Veteran pharmacist Phil Emberley says he is disappointed with NACI’s statements and worries it will make Canadians who already got AstraZeneca afraid to get their second dose.

The risk of the new blood-clotting syndrome is estimated to be anywhere from one case in 100,000 doses given, to one in 250,000.

Infectious diseases physician, Dr. Isaac Bogoch, tells Breakfast Television it is important to look at a number of factors when getting a shot.

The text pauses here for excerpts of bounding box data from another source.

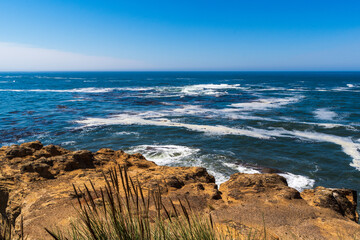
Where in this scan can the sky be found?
[0,0,360,71]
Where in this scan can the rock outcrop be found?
[0,141,360,239]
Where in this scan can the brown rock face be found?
[0,141,360,240]
[301,187,359,222]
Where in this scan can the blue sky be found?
[0,0,360,71]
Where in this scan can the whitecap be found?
[181,83,240,96]
[313,108,338,120]
[278,172,315,192]
[0,87,115,93]
[223,163,315,192]
[76,112,360,171]
[126,145,200,165]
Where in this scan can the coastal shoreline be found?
[0,141,360,239]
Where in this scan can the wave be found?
[126,145,200,165]
[76,114,360,171]
[313,108,338,120]
[223,163,315,192]
[230,96,304,111]
[0,87,114,93]
[181,83,240,96]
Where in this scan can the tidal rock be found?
[301,186,359,222]
[220,173,301,202]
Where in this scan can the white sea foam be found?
[313,108,338,120]
[181,83,240,95]
[0,87,114,93]
[230,96,304,111]
[126,145,200,165]
[77,112,360,171]
[77,114,271,139]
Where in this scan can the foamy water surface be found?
[0,72,360,195]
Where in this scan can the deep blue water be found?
[0,72,360,195]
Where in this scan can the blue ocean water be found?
[0,72,360,191]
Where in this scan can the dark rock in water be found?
[0,141,360,239]
[238,163,284,173]
[56,105,68,109]
[34,144,68,158]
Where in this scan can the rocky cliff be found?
[0,141,360,239]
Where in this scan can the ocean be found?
[0,72,360,195]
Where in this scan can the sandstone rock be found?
[301,186,359,222]
[20,141,43,150]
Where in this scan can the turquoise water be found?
[0,72,360,195]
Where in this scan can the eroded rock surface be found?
[0,141,360,239]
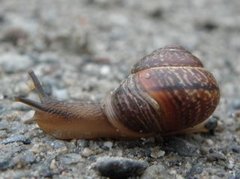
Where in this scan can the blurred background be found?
[0,0,240,178]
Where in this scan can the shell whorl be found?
[104,46,220,133]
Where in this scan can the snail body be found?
[16,46,220,139]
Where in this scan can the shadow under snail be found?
[16,46,220,139]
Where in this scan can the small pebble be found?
[58,153,82,165]
[92,157,148,179]
[81,147,94,157]
[0,53,33,73]
[103,141,113,149]
[21,110,35,124]
[151,147,165,159]
[100,65,110,75]
[164,137,198,157]
[207,152,226,162]
[0,135,31,144]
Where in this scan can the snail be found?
[16,46,220,139]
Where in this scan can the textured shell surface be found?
[106,46,220,134]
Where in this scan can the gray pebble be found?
[141,164,175,179]
[21,110,35,124]
[163,137,198,157]
[207,152,226,162]
[93,157,148,178]
[186,164,203,178]
[0,53,33,73]
[1,135,31,144]
[58,153,82,165]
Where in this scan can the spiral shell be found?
[103,46,220,134]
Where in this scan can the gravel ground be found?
[0,0,240,179]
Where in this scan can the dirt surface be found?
[0,0,240,179]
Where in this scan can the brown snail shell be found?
[104,46,220,134]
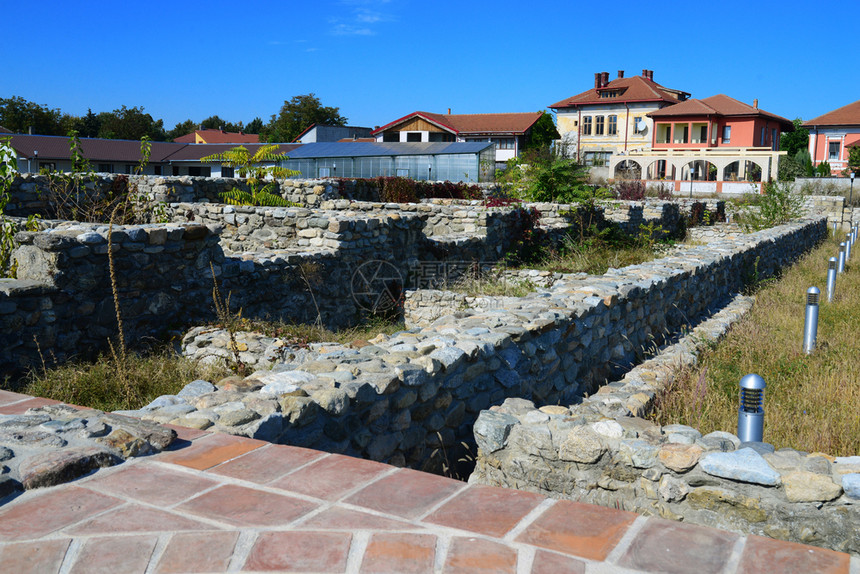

“We have to talk the benefits, this is a potentially deadly infection and the vaccines provide very good protection against it,” says Bogoch. “It also protects your family.”

Bogoch says the risks of blood clotting are real but extremely rare and the only alternative is waiting and risking exposure to the virus.

He says he still feels that Johnson & Johnson and AstraZeneca are good vaccines and people should be given all the information needed to make an informed decision.

Some doctors took to social media to denounce NACI’s latest advice, warning that the committee is sowing confusion and exacerbating vaccine hesitancy.

“It pains me to say this but it’s past time to take NACI’s recommendations with a grain of salt,” emergency physician Dr. Brian Goldman said on Twitter.

People who got inoculated with AstraZeneca also took to social media to express anger that they’d been hoodwinked into getting a second-rate vaccine while others questioned whether they should cancel planned first jabs of that vaccine or refuse a second dose of it.

One Twitter user noted acidly that NACI’s advice boils down to “people who are most at risk should settle for a vaccine with the most risk because they are most at risk.”

The risk of the new blood-clotting syndrome, known as vaccine-induced thrombotic thrombocytopenia, or VITT, is so new, there is still little known about what the real risk is, why it is happening, and who might be most likely to develop clots.

Seven cases have been reported to date in Canada, all in people who received the AstraZeneca vaccine. Some 1.7 million doses of which had been given out as of April 24.

As of April 23rd, 17 cases of VITT had been confirmed out of more than eight million doses of the J&J vaccine administered in the United States.

Health Canada has approved J&J for use in Canada but no Canadian has yet received it as the first batch delivered last week is still being investigated following reports of safety and quality control violations at the American facility involved in its production.

NACI suggests that provinces and territories might want to prioritize J&J, the only single-shot vaccine approved in Canada so far, for people who have difficulty scheduling a second dose. It recommends that J&J, like AstraZeneca, be given only to people over the age of 30.

Conservative MP Michelle Rempel Garner raised the confusion NACI’s latest advice has created in the House of Commons on Monday.

“This is a lot different than what we have been hearing. Does Health Canada advise taking the first vaccine offered or to wait, if one can, for an mRNA (Pfizer or Moderna) vaccine?” she asked.

Health Minister Patty Hajdu responded that Health Canada is responsible for approving vaccines for use while NACI provides independent advice on how best to administer them. She advised Canadians wondering which vaccine is right for them to ask their healthcare provider.

Both AstraZeneca and J&J are viral-vector vaccines, a technology that takes a common cold virus, manipulates it so it can’t replicate and make someone sick, and then attaches the spike protein of the SARS-CoV-2 virus that causes COVID-19.

The vaccine helps the body mount an immune response that will recognize and fight off a real SARS-CoV-2 virus if it is ever exposed to one.

Pfizer and Moderna use mRNA technology, attaching the spike protein to a molecule that delivers messages to the body to carry out certain functions. In this case the message is to mount an immune response to the SARS-CoV-2 virus.

So far in Canada, 12.8 million people have received at least one dose of a vaccine. About two-thirds of them received Pfizer, one-fifth received Moderna and the rest AstraZeneca.